The Authority recognises that the harvesting of fisheries resources is an important and reasonable use of the Marine Park and consistent with use of the Great Barrier Reef World Heritage Area. However, it also acknowledges that fishing affects target species, non-target species and their habitats and consequently has the potential for producing ecological effects in both the fished areas and the reef system as a whole. The Authority is working to ensure that all fishing activities in the Great Barrier Reef Marine Park and World Heritage Area are ecologically sustainable.

Through collaboration with fisheries management agencies and stakeholders, the Authority will seek to:

  • Minimise ecological impact through the restriction, cessation or mandatory adoption of new technologies to  minimise  ecological damage of those fishing activities that can be judged, using the best available information, to be significantly damaging the ecosystems
  • Establish a comprehensive system of protected areas that are representative of the complex range of ecological communities found in the Marine Park. (Representative Areas)
  • Ensure adequate monitoring and assessment are undertaken to determine the impacts of fishing activities and the status of harvested stocks, non-target species and the ecosystems on which they depend
  • Undertake and sponsor research designed to quantify the ecological impact of fishing activities judged to be ecologically damaging
  • Ensure that ecologically sustainable fishing activities are managed in a way that is maintained in perpetuity.

The Authority aims to ensure understanding of, and compliance with the management regimes in the Great Barrier Reef Region through public information and education programs and the adoption of satellite monitoring and communications technology.

The Authority is developing ongoing and effective communications with, stakeholders associated with fisheries in the entire World Heritage Area.

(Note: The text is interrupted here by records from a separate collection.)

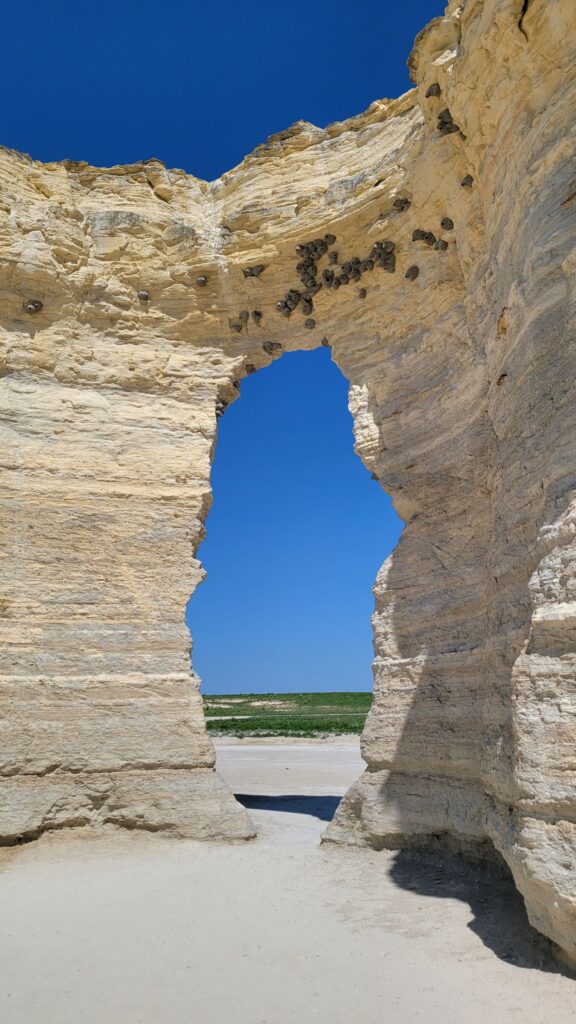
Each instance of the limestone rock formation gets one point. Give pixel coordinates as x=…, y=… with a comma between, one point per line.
x=132, y=302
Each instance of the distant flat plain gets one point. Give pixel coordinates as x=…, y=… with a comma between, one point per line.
x=333, y=714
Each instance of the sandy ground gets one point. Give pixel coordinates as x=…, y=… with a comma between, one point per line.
x=134, y=929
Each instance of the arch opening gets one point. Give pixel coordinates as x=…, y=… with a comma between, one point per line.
x=295, y=537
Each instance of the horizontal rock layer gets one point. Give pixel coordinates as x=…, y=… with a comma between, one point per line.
x=133, y=300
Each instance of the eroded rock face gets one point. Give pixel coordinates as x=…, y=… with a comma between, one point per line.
x=134, y=299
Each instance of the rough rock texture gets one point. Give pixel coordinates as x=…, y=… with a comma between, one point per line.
x=461, y=380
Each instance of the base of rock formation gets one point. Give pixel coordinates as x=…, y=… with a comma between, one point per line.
x=429, y=244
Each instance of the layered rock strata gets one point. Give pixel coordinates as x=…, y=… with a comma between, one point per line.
x=429, y=243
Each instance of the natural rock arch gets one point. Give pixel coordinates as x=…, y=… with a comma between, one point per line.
x=118, y=357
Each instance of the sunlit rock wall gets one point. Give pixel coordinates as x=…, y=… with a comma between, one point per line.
x=133, y=300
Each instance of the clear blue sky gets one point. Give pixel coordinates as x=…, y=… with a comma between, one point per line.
x=298, y=529
x=296, y=535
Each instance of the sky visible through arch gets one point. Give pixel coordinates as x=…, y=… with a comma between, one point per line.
x=298, y=529
x=295, y=537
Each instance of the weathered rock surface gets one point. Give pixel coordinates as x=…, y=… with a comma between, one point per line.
x=128, y=321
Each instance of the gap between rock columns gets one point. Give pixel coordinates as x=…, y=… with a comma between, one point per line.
x=135, y=298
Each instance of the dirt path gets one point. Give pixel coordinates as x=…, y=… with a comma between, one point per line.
x=133, y=929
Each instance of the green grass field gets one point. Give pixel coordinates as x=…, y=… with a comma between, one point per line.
x=286, y=714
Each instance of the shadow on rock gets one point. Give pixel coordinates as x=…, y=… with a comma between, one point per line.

These stakeholders include commercial, recreational and indigenous fishers, conservation groups, other community groups and government agencies.

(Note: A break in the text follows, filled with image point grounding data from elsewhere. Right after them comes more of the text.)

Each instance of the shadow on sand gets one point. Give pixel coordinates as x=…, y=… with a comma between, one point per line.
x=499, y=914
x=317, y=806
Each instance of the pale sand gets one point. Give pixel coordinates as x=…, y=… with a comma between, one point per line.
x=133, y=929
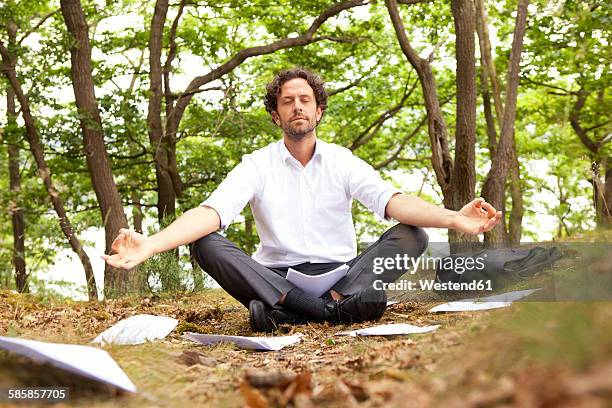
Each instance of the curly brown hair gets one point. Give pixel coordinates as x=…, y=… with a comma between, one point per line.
x=315, y=82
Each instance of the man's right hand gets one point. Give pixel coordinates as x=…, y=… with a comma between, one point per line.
x=129, y=249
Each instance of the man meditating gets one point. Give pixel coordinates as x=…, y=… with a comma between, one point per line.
x=300, y=191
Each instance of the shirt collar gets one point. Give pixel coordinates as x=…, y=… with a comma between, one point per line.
x=319, y=150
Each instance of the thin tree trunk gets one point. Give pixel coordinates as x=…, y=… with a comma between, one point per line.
x=513, y=231
x=602, y=190
x=464, y=176
x=15, y=210
x=137, y=216
x=515, y=227
x=45, y=172
x=438, y=133
x=482, y=23
x=166, y=195
x=116, y=281
x=494, y=184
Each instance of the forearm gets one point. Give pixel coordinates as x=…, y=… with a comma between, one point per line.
x=192, y=225
x=415, y=211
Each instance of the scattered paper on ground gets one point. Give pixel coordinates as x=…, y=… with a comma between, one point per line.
x=89, y=362
x=389, y=330
x=137, y=329
x=250, y=343
x=490, y=302
x=317, y=285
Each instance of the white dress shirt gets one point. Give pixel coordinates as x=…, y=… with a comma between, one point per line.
x=302, y=213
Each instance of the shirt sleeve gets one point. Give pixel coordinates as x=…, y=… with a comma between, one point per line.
x=234, y=192
x=367, y=186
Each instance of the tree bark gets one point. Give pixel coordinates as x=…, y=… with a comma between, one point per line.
x=464, y=175
x=166, y=195
x=493, y=189
x=602, y=190
x=437, y=129
x=15, y=210
x=116, y=281
x=162, y=134
x=44, y=171
x=513, y=231
x=515, y=227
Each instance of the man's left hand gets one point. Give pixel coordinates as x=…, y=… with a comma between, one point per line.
x=477, y=217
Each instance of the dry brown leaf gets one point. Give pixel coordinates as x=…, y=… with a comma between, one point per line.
x=253, y=397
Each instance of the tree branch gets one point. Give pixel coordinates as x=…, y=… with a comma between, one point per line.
x=33, y=29
x=368, y=133
x=171, y=55
x=403, y=143
x=174, y=118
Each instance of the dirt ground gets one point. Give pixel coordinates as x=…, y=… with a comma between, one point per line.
x=531, y=354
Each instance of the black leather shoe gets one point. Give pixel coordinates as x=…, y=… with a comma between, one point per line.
x=369, y=304
x=264, y=318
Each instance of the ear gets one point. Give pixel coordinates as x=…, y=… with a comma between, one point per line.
x=319, y=113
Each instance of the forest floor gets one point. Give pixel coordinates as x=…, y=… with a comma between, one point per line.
x=533, y=353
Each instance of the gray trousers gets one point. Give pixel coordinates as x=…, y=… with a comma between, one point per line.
x=245, y=279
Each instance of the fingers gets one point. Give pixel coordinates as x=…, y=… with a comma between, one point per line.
x=481, y=204
x=492, y=222
x=123, y=238
x=117, y=261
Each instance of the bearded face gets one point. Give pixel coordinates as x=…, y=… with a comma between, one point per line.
x=297, y=112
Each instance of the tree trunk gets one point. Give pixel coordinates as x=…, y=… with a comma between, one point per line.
x=116, y=281
x=44, y=171
x=166, y=195
x=437, y=129
x=515, y=229
x=601, y=190
x=494, y=184
x=602, y=193
x=137, y=216
x=15, y=210
x=512, y=232
x=464, y=176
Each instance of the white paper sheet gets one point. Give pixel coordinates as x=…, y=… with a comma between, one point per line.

Each commercial fishery is the subject of a specialist Management Advisory Committee. Each Committee is in the process of developing a Fisheries Management Plan with an objective of sustainability. The Authority and the Fisheries Agencies are collaborating in substantial programs assessing the effects of fishing or Fisheries Impact Research. A major project has recently concluded on the impact of trawl fishing (addressing issues such as ecosystem effects, effort and by-catch) and another is in progress on reef line fisheries.

Areas of seabed fished by commercial trawling are likely to be subjected to significant impacts and management options to minimise these impacts on the inter-reefal and lagoonal benthos are being considered.

Other management initiatives involve mesh net fishery restrictions in Dugong Protection Areas and harvest quotas for some species.

In most of the fisheries, programs to reduce capacity are in progress. The ultimate objectives of ecologically sustainable fisheries which are also economically and socially sustainable are shared by the Great Barrier Reef Marine Park Authority and Fisheries Managers. The process of reaching that desirable state involves a number of complex and contentious matters of policy development and implementation.

With the increasing national and global demand for fish resources, an increasing population with more leisure time and appreciation of resource use by indigenous fishers, it is important to develop a strategic approach to the management of commercial, recreational and indigenous fishing in order to achieve ecological sustainability.